Between January 2008 and March 2018, patients with T2N0M0 NSCLC at Sun Yat-sen University Cancer Center were retrospectively enrolled. Survival curves were estimated by Kaplan-Meier method and compared with log-rank test. Cox regression models were used to identify prognostic factors for disease-free survival (DFS) and overall survival (OS). Propensity score matching (PSM) was implemented. Subgroup analysis was performed based on clinical risk score (CRS) value and epidermal growth factor receptor (EGFR) mutation status.
Of 1063 patients with T2N0 NSCLC enrolled, 272 patients received ACT. Before PSM, patients with high CRS (>1) had a significantly worse OS and DFS outcomes. In the PSM, the baseline characteristics of the 270 pairs of patients were well matched. ACT was associated with improved OS outcomes for patients with a high CRS, while ACT was associated with improved OS and DFS outcomes in patients with wild-type EGFR. The interaction analysis showed an apparent interaction effect between ACT and EGFR-activating mutations as well as chemotherapy regimens and histology.

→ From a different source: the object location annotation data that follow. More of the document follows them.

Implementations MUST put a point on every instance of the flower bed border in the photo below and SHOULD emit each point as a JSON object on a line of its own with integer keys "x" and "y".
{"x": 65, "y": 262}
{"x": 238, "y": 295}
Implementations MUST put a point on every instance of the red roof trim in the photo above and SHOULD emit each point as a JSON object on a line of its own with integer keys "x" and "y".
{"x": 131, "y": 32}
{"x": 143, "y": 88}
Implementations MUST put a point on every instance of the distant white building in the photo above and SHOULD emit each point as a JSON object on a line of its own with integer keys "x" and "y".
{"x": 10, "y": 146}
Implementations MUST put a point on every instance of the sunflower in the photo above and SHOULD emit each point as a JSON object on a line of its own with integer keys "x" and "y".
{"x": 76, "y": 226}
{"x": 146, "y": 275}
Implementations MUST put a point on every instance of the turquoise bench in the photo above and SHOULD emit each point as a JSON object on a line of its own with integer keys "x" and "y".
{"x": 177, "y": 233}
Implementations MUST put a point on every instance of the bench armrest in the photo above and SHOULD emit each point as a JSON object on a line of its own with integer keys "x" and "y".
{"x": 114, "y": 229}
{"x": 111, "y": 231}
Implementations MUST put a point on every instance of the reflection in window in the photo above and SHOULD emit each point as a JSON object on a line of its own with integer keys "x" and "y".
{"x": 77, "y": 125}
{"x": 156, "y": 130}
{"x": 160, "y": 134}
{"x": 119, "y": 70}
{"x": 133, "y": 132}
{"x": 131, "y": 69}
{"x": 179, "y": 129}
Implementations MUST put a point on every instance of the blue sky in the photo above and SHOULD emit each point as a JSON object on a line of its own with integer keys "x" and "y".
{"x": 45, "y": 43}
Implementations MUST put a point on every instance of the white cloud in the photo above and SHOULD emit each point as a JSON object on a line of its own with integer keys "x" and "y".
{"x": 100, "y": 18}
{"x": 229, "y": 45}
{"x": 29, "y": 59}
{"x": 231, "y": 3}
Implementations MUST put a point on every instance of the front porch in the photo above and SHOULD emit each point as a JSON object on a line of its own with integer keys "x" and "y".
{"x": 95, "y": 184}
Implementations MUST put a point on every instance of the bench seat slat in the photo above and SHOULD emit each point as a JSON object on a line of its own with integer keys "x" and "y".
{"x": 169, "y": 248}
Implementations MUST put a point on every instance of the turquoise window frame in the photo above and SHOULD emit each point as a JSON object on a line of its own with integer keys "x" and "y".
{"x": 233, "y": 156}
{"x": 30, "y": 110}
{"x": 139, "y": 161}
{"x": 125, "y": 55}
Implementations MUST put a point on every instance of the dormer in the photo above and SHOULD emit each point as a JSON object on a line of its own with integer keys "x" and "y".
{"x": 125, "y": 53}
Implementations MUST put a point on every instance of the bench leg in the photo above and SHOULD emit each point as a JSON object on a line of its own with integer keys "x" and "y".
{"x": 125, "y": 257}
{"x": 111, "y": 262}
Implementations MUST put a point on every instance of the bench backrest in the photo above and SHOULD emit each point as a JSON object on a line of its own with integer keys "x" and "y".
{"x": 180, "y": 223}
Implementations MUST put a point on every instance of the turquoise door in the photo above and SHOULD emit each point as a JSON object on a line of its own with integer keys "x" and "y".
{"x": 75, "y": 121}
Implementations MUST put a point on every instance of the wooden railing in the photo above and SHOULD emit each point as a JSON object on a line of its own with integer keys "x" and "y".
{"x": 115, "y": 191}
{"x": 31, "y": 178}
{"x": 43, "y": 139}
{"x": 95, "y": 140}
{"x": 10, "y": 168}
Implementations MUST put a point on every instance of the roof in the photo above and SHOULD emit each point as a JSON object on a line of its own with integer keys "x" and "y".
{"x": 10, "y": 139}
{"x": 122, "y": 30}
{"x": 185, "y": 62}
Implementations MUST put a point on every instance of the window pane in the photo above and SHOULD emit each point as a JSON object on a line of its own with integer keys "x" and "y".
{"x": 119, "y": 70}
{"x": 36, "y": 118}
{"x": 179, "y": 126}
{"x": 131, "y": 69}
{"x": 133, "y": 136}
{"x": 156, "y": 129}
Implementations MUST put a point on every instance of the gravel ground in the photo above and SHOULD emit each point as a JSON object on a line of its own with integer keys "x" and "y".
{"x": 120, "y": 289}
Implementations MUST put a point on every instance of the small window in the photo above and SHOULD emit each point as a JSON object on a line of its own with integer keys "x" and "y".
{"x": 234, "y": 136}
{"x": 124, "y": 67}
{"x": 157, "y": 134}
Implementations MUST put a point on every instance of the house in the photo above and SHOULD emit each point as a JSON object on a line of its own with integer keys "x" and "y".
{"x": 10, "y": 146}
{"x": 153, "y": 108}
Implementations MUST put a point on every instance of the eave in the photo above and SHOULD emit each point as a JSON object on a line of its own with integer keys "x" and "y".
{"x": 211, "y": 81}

The CRS can predict the prognosis of patients with stage IB-IIA NSCLC. ACT could improve the outcome of patients with a high CRS. Patients with non-squamous cell histology receiving pemetrexed plus platinum might benefit more, but not those with EGFR-activating mutations.
尽管 IB-IIA 期非小细胞肺癌(NSCLC)患者存在异质性,但用于识别最适合接受辅助化疗(ACT)的患者的临床适用模型有限。我们旨在开发一种用于风险分层和 ACT 个体化应用的模型。
回顾性纳入中山大学肿瘤防治中心 2008 年 1 月至 2018 年 3 月期间 T2N0M0 NSCLC 患者。采用 Kaplan-Meier 法估计生存曲线,并采用对数秩检验比较。采用 Cox 回归模型确定无病生存(DFS)和总生存(OS)的预后因素。实施倾向评分匹配(PSM)。根据临床风险评分(CRS)值和表皮生长因子受体(EGFR)突变状态进行亚组分析。
纳入 1063 例 T2N0 NSCLC 患者,其中 272 例接受 ACT。在 PSM 之前,CRS 较高(>1)的患者 OS 和 DFS 结果明显较差。在 PSM 中,270 对患者的基线特征匹配良好。ACT 可改善 CRS 较高患者的 OS 结局,而 ACT 可改善野生型 EGFR 患者的 OS 和 DFS 结局。交互分析显示 ACT 与 EGFR 激活突变以及化疗方案和组织学之间存在明显的交互作用。
CRS 可预测 IB-IIA 期 NSCLC 患者的预后。ACT 可以改善 CRS 较高患者的结局。接受培美曲塞联合铂类化疗的非鳞状细胞组织学患者可能受益更多,但并非 EGFR 激活突变患者。